Despite Policy, Weapons Still Appear on University Campus
Fairbanks, AK - It’s not illegal to carry a concealed weapon in Alaska and the state doesn’t require a permit. But according to a seventeen-year-old policy created by the University of Alaska Board of Regents, guns are amongst a number of weapons that are not allowed on University property. On December 8th, a former employee violated the weapons policy, carried a gun into the University of Alaska Fairbanks library and shot himself the incident sparked questions about how the policy is enforced.
Sean McGee is the Chief of Police at the University of Alaska, Fairbanks. His history at the school extends over nearly three decades. He began as a student in 1985. “In 85 it was not uncommon to see people cleaning their guns in the parking lots or things like that," he says. "You just don’t see that kind of thing taking place in this day and age as often.”

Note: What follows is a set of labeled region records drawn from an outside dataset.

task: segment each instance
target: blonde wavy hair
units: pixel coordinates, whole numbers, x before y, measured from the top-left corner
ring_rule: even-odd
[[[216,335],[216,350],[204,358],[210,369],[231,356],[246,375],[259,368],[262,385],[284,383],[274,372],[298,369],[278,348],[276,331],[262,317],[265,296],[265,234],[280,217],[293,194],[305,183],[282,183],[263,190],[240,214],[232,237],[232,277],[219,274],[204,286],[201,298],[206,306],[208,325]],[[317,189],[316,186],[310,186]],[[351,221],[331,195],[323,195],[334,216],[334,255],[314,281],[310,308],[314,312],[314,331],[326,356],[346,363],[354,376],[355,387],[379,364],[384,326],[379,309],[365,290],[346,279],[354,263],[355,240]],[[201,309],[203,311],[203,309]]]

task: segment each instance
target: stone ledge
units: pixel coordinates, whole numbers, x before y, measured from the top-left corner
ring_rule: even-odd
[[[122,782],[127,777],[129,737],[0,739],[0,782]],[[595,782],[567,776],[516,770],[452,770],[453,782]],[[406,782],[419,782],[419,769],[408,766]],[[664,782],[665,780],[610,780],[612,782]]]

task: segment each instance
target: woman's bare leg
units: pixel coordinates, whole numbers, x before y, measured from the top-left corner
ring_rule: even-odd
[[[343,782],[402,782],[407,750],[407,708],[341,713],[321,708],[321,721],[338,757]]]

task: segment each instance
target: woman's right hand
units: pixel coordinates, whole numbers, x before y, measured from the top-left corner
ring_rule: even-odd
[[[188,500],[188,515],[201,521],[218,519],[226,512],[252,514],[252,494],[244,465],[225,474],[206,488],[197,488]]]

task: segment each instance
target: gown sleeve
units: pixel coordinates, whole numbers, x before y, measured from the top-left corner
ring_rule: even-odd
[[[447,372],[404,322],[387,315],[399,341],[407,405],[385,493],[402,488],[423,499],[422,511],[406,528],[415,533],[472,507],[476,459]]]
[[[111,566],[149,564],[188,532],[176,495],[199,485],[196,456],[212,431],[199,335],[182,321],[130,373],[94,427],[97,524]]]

30 years ago, that kind of activity wasn’t illegal. In fact, it still isn’t. Guns are allowed on the UAF campus as long as they are locked in a vehicle or secured in storage at the University Police Department. In 1995, the UA Board of Regents established a policy that does not allow anyone to carry concealed guns, knives and explosives on to University property, inside University buildings and classrooms off campus or at University sanctioned events. But Chief McGee says Alaska’s conceal and carry laws may keep him from enforcing that policy. “As the police chief and as a resident here in the state of Alaska, I think there’s probably a greater number of firearms on campus than any of us really know about. It’s just that these people aren’t using their firearms to commit criminal acts,” admits McGee.
On December eighth, 63 year-old Tschon Ombadykow walked into the library with a gun and shot himself in a fifth-floor study room. It’s the second gun-related death on campus in 20 years. In 1993, 20-year old student Sophie Sergie was shot to death in Bartlett Hall. Her murder remains unsolved. Since 2009, three violations of the University’s gun policy have resulted in disciplinary action by the administration.
Don Foley is the Dean of Students and the Associate Vice Chancellor for Student Life at UAF. “Short of having some sort of airport-like TSA set up for every single building on campus," he says, "there’s no real way to ensure that someone is not carrying something in a backpack, concealed on them.”
In April of 2010, journalism student George Hines organized a protest on the University of Alaska campus in Anchorage. He argued that the Board of Regents’ policy violated his second amendment right. When discussions between the Board and Hines broke down, he and 20 other students gathered on the Anchorage campus, weapons in hand. University police escorted the group off campus shortly thereafter.
Hines threatened to take the University to court over the issue, but three years later, he has yet to file suit.
Spokeswoman Kate Waddum says if someone did bring a case against the University system regarding the weapons policy, it would be a difficult one to argue. “The University of Alaska Board of Regents has a gun policy for our campuses and that policy doesn’t violate the second amendment and doesn’t break state law," explains Waddum.
Last March, Colorado’s State Supreme Court ruled to allow students to carry weapons on university campuses. A similar ruling in 2011, allowed weapons on campuses in the state of Oregon. Mississippi, Wisconsin and Utah also allow weapons at post-secondary educational institutions.
It’s unclear if the cases in Colorado and Oregon set a precedent for policies like the University of Alaska’s, but Alaska statute also gives the Board of Regents’ the authority to govern its premises.
UAF Dean Don Foley says when he speaks with parents during orientation each fall, he tries to guarantee them that their kids will be safe. “But then, I can’t guarantee my safety walking across the parking lot either," he says. "However, what I can guarantee is that we are all making our best efforts to coordinate information and make sure that we are doing what we can to see that students have a safe place to study, that faculty and staff has a safe place to work and that the community has a safe place to come and make use of the university facilities," says Foley.
He and Police Chief Sean McGee are part of a behavioral intervention team. Together they address areas and individuals of concern. Foley says his challenge now is to convince people to come forward with concerns and take advantage of university resources. “I probably heard two or three people come to me and express concerns with the library incident," he says. "I think most people just scan beyond it, I’m not sure that’s the best thing either.”
Foley says the incident in the library and the recent shooting at Sandy Hook Elementary School in Connecticut did prompt some discussion among University administration but there are no plans to change the campus weapons policy.